Los padres se echaron a la calle contra las reválidas que reinventó la LOMCE, la ley educativa que impuso el PP contra todos los partidos. Y en el pleno de investidura el presidente in pectore empezó por suprimir los efectos académicos de las reválidas hasta que no se alcance un pacto educativo.
Hubo un tiempo en el que los estudiantes del bachillerato elemental (que ahora equivale a la ESO) y superior (el que ahora es bachillerato a secas) debían corroborar el reconocimiento de esos estudios mediante sendas reválidas. Sólo aprobándolas se daba validez a los estudios completados y se podía acceder al nivel educativo superior. Nótese, además, que en aquellos momentos el reconocimiento de uno u otro bachillerato tenía múltiples efectos en el ámbito laboral.
Quienes pasaron aquellas pruebas nunca se plantearon el poder castrador de las reválidas o la redundancia del aprobado de los cursos uno a uno y del examen posterior, en bloque. Es más, las justificaban porque con aquellos exámenes se imponía un nivel de exigencia similar para todos los estudiantes del país y se ponía en evidencia a los centros que regalaban aprobados e incluso notables.

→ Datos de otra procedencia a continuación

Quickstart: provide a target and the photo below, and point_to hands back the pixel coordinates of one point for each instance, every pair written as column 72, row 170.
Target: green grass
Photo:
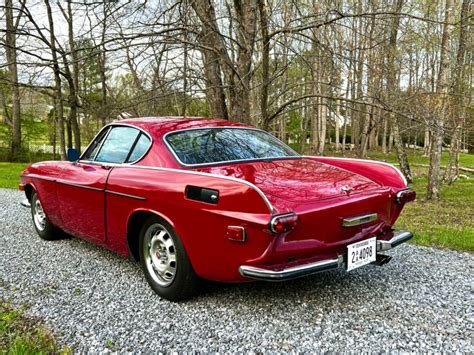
column 10, row 174
column 447, row 223
column 22, row 335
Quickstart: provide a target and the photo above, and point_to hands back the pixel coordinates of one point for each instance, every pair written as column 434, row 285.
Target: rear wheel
column 43, row 226
column 164, row 261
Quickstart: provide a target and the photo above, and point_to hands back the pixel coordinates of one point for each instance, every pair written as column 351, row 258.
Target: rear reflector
column 405, row 196
column 236, row 233
column 283, row 223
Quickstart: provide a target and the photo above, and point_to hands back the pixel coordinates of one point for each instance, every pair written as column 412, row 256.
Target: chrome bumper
column 293, row 272
column 25, row 203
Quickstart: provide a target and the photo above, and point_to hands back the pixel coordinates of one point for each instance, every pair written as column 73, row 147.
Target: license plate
column 361, row 253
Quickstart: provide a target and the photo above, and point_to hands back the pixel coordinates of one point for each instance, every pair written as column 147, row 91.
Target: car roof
column 158, row 126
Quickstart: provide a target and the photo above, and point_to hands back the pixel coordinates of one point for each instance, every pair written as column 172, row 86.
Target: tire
column 45, row 229
column 164, row 261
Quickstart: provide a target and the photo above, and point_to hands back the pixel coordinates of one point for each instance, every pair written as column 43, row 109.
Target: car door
column 81, row 190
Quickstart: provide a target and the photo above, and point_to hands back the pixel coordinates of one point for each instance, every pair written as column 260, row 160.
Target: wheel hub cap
column 160, row 254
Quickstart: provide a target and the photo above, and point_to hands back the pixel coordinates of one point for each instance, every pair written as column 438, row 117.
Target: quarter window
column 140, row 148
column 95, row 146
column 117, row 145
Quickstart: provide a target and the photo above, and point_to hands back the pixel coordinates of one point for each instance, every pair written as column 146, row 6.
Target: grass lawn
column 21, row 335
column 10, row 174
column 448, row 223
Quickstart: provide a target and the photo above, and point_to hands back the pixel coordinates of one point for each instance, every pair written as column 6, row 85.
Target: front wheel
column 43, row 226
column 164, row 261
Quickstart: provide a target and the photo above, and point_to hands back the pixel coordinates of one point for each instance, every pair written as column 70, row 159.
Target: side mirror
column 73, row 154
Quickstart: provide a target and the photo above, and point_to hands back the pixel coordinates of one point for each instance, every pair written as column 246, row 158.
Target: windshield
column 215, row 145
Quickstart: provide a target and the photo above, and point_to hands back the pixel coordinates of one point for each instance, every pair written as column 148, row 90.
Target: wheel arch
column 29, row 188
column 134, row 224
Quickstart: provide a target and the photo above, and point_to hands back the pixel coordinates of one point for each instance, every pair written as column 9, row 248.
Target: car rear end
column 345, row 231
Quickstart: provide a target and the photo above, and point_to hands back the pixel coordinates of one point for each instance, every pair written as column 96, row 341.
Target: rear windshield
column 216, row 145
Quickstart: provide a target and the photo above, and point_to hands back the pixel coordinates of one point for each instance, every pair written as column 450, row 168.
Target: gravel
column 95, row 300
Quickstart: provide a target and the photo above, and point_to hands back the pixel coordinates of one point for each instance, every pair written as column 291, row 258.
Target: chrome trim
column 272, row 221
column 111, row 125
column 35, row 176
column 78, row 185
column 365, row 160
column 165, row 141
column 125, row 195
column 358, row 220
column 245, row 182
column 400, row 193
column 25, row 203
column 398, row 238
column 291, row 272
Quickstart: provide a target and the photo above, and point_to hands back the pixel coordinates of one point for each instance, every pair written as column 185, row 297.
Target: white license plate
column 361, row 253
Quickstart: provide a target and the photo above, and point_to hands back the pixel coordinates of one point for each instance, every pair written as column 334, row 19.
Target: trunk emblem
column 346, row 189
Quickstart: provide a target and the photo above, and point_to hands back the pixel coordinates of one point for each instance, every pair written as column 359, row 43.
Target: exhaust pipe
column 382, row 259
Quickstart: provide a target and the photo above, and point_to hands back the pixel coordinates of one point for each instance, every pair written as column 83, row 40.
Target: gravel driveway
column 95, row 300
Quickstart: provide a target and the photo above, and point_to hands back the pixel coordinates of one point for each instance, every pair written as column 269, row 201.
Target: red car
column 196, row 199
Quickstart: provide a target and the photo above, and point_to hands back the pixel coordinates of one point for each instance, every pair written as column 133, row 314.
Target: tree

Muchas personas de aquellas generaciones no entienden el pánico a las reválidas. Aún más, se preguntan si no serían razonables unas pruebas, bien planteadas y correctamente negociadas, que igualaran los derechos de quienes se esfuerzan y aprenden frente a quienes reciben valoraciones regaladas. En la enseñanza privada, por ejemplo, consta la existencia de centros escasamente acreditados que sirven de coladero para estudiantes con escasa capacidad de esfuerzo y reducidos conocimientos, aunque sobrados ingresos familiares. Ocurre en las enseñanzas medias e incluso en la universidad.
¿El estado debe asegurar un nivel mínimo común o un criterio similar para todos los estudiantes? Los de aquellas épocas innombrables así lo creían. Y no es parecía mal.
Quizás sea otra manera de entender el problema. Todo ha cambiado mucho. Incluida la valoración del esfuerzo.